Faith soldiered on. “You’ll find out about the house when you get there. And don’t forget the gardens. You know you love gardens. . . .”
Faith suddenly felt as if she were trying to convince a toddler to eat spinach.
“Anyway, everything will be fine,” she concluded lamely.
“Except for my mother. She might not be fine.”

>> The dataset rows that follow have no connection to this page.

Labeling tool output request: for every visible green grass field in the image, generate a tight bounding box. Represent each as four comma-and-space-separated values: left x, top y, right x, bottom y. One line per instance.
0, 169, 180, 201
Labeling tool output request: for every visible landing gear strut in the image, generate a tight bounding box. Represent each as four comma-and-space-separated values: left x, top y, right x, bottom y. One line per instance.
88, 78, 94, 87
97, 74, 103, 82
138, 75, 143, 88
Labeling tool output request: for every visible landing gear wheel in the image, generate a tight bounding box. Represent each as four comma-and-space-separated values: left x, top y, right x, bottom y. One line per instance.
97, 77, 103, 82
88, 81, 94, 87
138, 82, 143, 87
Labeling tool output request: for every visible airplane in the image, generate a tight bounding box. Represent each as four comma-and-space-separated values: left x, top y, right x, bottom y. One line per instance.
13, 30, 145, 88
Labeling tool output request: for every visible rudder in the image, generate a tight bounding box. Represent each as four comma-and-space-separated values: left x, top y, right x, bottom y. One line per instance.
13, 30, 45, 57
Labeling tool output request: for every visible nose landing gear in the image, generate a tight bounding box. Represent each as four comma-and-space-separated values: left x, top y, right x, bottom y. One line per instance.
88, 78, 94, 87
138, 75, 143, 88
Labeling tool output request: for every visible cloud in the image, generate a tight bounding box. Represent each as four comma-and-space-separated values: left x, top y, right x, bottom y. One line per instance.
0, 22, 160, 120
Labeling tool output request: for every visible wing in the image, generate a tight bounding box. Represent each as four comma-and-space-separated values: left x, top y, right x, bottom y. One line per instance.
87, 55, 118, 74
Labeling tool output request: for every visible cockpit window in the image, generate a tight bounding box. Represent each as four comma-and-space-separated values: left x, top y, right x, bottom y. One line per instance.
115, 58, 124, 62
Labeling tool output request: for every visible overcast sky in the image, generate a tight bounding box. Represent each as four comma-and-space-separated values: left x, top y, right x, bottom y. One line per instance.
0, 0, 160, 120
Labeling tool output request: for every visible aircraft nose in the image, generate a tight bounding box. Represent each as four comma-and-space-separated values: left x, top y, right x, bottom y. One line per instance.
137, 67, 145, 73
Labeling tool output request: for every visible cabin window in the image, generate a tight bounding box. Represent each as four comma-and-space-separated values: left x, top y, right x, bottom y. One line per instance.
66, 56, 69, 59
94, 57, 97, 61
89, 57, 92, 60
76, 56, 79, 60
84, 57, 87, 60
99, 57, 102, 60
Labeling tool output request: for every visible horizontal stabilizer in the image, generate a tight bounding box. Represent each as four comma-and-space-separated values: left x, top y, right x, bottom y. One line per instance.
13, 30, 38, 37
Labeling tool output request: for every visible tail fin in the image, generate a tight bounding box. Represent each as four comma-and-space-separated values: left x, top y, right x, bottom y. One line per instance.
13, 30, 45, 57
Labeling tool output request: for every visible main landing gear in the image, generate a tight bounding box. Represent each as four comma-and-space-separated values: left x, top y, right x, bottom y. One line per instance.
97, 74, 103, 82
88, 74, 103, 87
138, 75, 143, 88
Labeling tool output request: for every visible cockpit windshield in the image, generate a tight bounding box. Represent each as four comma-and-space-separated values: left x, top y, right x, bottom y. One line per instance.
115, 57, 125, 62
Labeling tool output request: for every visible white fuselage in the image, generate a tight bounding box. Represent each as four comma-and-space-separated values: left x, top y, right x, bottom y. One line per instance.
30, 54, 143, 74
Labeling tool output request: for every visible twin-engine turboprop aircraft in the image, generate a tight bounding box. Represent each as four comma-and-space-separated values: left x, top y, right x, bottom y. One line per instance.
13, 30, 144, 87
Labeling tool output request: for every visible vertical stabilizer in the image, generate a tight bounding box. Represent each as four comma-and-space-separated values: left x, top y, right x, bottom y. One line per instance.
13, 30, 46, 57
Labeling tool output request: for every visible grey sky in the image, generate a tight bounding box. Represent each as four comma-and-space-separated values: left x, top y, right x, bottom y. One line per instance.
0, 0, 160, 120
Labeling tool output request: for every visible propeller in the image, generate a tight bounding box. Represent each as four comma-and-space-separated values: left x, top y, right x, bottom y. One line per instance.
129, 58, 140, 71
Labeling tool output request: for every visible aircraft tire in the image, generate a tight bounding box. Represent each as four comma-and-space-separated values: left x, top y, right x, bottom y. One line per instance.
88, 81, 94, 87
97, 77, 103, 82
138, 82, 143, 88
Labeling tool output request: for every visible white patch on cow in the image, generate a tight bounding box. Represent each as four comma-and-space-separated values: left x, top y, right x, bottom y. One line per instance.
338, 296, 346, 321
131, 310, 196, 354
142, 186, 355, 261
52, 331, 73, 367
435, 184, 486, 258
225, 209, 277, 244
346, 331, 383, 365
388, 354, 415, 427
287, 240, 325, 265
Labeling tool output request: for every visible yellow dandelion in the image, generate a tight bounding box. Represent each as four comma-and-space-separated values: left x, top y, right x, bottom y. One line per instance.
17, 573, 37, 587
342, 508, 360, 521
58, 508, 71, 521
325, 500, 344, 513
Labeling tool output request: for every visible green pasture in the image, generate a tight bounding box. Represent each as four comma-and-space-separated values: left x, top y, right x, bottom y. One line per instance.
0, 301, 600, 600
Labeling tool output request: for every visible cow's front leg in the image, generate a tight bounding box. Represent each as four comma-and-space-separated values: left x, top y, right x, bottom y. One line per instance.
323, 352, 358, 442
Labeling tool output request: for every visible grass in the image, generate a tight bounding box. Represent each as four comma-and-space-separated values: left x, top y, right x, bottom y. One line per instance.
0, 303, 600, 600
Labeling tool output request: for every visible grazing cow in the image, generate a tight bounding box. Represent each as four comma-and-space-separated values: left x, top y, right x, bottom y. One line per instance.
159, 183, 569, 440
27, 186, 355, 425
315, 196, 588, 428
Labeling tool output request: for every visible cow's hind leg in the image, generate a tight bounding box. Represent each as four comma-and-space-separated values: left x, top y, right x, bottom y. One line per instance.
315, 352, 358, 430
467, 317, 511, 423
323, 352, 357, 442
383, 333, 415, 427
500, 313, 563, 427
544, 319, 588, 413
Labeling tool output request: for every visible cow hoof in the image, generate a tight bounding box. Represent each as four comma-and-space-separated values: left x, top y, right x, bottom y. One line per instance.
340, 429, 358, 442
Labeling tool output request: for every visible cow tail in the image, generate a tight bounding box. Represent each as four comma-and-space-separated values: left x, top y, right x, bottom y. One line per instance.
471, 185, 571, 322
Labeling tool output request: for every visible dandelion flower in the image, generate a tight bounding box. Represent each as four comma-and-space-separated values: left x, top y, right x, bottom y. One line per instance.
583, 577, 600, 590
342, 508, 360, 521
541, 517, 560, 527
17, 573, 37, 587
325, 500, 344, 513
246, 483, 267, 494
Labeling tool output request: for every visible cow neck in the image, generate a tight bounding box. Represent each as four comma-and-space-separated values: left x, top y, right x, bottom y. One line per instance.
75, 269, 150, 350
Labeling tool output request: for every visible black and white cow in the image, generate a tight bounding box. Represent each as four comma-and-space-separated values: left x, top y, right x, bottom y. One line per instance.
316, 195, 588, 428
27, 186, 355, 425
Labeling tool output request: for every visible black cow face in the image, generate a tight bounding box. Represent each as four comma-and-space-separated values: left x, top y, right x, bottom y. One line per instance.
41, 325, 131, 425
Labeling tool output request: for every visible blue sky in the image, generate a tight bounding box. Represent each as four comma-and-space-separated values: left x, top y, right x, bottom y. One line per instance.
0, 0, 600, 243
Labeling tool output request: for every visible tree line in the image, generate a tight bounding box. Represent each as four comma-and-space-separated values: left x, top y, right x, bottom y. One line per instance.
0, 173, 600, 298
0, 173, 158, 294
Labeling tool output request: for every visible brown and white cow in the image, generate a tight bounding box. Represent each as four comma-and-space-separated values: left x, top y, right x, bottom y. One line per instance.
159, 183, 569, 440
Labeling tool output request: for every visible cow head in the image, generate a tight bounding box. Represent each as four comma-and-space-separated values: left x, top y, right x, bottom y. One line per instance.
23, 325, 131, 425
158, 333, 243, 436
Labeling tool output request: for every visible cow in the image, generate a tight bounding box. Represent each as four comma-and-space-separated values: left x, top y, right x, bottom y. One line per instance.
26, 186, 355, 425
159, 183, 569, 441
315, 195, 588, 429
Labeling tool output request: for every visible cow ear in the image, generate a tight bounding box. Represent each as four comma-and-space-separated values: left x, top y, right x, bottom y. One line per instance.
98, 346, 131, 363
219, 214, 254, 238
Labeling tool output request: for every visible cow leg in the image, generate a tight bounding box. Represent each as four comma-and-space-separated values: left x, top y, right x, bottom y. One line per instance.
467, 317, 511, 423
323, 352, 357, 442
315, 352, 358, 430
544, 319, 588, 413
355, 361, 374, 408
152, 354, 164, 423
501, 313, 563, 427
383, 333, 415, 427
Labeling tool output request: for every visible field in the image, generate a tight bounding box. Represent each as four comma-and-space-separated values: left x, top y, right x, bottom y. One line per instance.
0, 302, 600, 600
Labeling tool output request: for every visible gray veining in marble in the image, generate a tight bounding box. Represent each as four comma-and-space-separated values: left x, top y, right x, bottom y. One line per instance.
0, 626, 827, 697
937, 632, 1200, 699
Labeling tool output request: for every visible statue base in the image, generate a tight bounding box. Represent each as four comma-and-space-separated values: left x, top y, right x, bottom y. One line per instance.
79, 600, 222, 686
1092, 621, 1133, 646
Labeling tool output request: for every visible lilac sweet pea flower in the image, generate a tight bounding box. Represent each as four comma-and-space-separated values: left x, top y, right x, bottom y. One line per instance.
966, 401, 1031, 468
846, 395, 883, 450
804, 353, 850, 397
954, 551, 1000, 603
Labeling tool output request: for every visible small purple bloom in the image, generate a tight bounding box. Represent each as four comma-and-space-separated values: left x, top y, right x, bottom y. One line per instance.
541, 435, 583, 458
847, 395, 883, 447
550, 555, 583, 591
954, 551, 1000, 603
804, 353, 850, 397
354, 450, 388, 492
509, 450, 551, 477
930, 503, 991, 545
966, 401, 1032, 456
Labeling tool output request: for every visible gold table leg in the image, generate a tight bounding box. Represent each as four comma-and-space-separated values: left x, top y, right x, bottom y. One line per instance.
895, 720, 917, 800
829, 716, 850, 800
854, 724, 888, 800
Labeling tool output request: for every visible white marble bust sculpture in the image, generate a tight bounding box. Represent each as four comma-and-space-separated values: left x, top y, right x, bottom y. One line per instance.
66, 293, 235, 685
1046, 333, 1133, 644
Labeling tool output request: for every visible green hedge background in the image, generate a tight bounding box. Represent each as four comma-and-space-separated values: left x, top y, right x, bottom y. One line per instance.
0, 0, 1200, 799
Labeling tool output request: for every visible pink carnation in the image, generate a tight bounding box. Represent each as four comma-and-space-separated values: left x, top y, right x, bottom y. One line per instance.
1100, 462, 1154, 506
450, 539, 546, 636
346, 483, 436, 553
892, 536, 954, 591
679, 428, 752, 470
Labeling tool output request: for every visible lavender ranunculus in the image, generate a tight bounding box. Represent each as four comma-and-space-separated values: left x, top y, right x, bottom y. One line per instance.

She’d said it out loud, Pix thought. The dread that had been with her ever since she’d gotten the phone call from Dr. Homans that Ursula had suddenly spiked a high fever and was severely dehydrated. He was admitting her to Emerson Hospital for treatment, fearing pneumonia. It wasn’t pneumonia, thank goodness. He’d discharged her as soon as possible—so she wouldn’t pick anything else up—but she had been quite ill and still hadn’t recovered. Pix knew her mother would die someday. It was all part of the plan and she didn’t fear her own death. She just didn’t want her mother to die.